White Fluffy Fire-Breathing Flying Hippopotamus

Looking at the sky yesterday while driving home from our weekend vacation to Yellowstone, I tried to discern shapes in the clouds. The first one, of course, was a fire-breathing flying hippopotamus. The next one could have been "Opus" from the Far Side comic strip, the third looked like somebody had taken a bicycle pump to the starship Enterprise and made it all bulgy. I decided that perhaps I should pay more attention to the road than the nubulous ever-shifting cottony shapes floating in the sapphire-blue sky. The same sky that just 24 hours earlier was dark grey, pouring rain down on tourists that had just shelled out 20 bucks to see wildlife and geysers. Tourists just like us.

I don't think my youngest two daughters have ever seen Yellowstone on a nice day. Ever.

Yellowstone wasn't all that bad. We did see the aforementioned wildlife. Up Close. Up Really Close.

Buffalo playing chicken

We were driving past the entrance to the Firehole River, when we noticed a few buffalo trotting down the other side of the road, heading our direction. Of course, this had been stopping up traffic on the opposite side of the road, but our side was nice and clear, until one of the bison decided to trot right out into the road, and then continue heading our direction. Down the center of our lane. Instead of veering around the lumbering beast, we decided to shift into neutral, and slowly drift backward down the lane, maintaining a bit of space between us and the approaching hairy mammoth, lest he should decide to change direction at any time. He didn't. He kept coming straight at us.

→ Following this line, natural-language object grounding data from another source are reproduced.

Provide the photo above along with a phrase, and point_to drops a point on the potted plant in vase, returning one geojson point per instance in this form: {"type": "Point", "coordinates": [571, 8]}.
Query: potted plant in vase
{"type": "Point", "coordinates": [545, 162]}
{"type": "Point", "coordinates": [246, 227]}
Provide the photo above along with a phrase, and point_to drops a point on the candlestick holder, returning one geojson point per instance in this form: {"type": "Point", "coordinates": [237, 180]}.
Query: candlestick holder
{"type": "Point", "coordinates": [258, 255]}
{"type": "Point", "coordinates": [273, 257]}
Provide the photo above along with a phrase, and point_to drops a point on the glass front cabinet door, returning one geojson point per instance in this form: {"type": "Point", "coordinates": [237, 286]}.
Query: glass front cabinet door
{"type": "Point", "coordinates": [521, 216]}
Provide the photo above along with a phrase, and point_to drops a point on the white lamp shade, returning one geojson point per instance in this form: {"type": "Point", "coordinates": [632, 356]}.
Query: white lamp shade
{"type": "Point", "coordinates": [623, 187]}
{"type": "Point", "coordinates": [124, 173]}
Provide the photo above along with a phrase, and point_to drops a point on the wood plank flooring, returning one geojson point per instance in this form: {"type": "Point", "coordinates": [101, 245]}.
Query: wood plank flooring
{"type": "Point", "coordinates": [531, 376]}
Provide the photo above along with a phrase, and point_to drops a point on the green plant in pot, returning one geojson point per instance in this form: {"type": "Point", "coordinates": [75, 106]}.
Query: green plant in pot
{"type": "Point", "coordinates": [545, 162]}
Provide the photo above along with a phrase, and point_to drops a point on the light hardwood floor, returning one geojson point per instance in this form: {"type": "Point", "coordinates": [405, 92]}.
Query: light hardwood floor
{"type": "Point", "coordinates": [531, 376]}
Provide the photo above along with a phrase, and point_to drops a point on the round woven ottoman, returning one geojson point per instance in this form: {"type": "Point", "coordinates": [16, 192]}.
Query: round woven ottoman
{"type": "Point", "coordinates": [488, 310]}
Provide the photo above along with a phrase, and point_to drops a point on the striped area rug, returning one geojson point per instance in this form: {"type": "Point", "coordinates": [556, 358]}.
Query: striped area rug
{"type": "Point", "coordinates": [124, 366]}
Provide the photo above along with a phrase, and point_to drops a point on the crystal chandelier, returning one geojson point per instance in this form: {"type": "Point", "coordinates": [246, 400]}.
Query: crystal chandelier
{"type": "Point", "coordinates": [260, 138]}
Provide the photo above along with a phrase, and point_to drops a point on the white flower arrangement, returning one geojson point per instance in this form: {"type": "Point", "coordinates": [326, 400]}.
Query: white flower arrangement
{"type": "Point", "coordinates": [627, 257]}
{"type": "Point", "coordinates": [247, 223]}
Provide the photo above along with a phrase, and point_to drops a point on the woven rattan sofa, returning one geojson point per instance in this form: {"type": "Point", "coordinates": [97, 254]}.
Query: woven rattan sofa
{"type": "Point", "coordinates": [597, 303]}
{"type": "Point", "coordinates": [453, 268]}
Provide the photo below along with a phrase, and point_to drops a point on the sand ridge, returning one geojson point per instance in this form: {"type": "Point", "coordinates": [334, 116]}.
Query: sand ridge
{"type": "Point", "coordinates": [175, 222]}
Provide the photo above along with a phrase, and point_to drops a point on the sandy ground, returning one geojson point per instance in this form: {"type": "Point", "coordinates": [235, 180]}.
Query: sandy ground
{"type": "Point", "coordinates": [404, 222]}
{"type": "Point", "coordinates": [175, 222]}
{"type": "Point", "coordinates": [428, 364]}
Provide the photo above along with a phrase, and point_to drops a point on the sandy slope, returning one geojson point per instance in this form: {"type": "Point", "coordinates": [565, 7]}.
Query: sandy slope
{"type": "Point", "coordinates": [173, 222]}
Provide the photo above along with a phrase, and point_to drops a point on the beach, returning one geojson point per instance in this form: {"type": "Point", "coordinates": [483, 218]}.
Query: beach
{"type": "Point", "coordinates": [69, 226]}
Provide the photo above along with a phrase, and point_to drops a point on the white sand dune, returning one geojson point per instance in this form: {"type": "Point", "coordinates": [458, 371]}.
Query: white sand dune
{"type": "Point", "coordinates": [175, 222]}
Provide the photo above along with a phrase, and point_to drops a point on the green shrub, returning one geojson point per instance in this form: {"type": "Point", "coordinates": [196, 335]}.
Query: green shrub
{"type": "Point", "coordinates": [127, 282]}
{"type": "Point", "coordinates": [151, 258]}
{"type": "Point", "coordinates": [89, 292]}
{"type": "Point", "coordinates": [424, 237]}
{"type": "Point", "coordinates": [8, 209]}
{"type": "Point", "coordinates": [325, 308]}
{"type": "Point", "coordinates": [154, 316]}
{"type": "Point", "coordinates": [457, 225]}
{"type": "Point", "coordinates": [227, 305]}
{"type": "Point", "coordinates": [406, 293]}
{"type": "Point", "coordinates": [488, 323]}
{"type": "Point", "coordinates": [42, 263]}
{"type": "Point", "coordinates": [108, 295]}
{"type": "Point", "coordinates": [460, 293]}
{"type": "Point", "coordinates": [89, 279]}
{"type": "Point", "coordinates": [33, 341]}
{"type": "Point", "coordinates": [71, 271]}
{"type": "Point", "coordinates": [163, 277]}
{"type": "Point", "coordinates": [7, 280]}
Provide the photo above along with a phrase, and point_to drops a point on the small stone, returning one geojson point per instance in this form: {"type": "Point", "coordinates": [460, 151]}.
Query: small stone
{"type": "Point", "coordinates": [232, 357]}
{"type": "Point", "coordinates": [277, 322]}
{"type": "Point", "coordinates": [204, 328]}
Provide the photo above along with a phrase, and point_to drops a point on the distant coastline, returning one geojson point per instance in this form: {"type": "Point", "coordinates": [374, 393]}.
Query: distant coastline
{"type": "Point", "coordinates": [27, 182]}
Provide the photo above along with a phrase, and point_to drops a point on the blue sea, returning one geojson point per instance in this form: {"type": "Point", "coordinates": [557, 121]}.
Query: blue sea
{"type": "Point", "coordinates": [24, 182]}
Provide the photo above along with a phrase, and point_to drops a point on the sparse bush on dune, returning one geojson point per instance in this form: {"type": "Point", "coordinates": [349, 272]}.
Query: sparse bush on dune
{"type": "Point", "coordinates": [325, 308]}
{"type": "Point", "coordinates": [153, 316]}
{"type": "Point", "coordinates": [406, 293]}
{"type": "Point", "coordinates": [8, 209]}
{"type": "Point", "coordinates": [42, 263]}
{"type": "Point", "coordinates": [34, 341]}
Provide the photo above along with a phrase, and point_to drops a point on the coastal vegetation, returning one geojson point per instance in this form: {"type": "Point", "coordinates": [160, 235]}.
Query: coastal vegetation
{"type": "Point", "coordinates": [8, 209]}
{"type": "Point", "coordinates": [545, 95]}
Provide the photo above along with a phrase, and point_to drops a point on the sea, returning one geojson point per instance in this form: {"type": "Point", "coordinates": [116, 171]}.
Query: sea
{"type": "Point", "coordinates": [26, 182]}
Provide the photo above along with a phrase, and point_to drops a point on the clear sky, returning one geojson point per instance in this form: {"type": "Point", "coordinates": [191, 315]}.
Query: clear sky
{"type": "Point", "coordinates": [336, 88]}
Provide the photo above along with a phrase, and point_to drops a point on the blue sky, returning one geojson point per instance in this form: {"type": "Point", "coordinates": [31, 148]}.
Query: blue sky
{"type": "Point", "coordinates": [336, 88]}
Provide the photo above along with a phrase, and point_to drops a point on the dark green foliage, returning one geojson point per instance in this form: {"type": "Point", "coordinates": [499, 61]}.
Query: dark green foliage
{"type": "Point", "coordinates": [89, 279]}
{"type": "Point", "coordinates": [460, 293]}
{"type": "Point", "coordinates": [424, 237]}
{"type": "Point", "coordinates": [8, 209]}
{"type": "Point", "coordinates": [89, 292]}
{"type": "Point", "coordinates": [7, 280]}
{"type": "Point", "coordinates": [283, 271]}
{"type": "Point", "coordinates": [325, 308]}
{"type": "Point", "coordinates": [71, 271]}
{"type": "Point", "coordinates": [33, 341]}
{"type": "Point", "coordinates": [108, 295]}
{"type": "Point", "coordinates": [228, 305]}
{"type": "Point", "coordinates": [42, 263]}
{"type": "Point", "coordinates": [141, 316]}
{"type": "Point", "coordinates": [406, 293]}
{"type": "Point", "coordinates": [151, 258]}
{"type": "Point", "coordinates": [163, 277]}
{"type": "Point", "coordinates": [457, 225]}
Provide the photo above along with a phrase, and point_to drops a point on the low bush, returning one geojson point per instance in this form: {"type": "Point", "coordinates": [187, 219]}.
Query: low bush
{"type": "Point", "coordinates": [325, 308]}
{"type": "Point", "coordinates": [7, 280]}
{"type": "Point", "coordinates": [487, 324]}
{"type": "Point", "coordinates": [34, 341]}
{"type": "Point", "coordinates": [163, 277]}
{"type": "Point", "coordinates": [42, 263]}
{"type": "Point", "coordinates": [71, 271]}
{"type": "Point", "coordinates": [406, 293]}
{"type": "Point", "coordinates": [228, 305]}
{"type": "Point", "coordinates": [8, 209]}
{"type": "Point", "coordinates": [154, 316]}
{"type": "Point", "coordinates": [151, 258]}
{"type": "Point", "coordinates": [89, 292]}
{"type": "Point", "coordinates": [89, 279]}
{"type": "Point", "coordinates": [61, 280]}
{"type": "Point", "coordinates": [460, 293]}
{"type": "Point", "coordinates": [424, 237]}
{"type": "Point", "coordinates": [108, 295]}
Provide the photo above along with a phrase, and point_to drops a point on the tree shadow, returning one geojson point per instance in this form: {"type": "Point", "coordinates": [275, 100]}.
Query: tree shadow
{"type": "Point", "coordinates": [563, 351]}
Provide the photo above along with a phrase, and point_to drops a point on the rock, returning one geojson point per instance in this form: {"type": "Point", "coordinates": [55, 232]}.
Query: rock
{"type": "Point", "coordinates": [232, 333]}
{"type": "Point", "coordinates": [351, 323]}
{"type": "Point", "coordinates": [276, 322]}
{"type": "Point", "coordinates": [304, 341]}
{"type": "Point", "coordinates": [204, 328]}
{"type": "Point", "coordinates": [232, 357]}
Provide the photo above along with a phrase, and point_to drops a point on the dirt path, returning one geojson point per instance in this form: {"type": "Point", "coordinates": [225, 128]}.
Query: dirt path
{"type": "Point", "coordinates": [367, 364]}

Coasting backward down the hill worked until a tour bus came roaring up behind us. The buffalo decided to pass us on the side, coming within two feet of our car as he did so. Look girls, here's a good picture of a buffalo, dont'cha think?

We have discovered the proverbial grease that makes the whiny part of the vacation quiet down: Personal CD players and headphones. Sometimes they would listen to their own CD's, sometimes they would share. You could tell when they were sharing because they would be crooning to the same song. Other than the obviously amusing way our girls would slaughter a song, there was the humorous way in which their hearing was affected:

Me: Look girls, antelope!

Daughter: Canteloupe? Where?!

or

Daughter: When was the fire, Daddy?

Me: About 17 years ago.

Daughter: Twelve hundred years?! Hey McKay, the fire was twelve hundred years ago!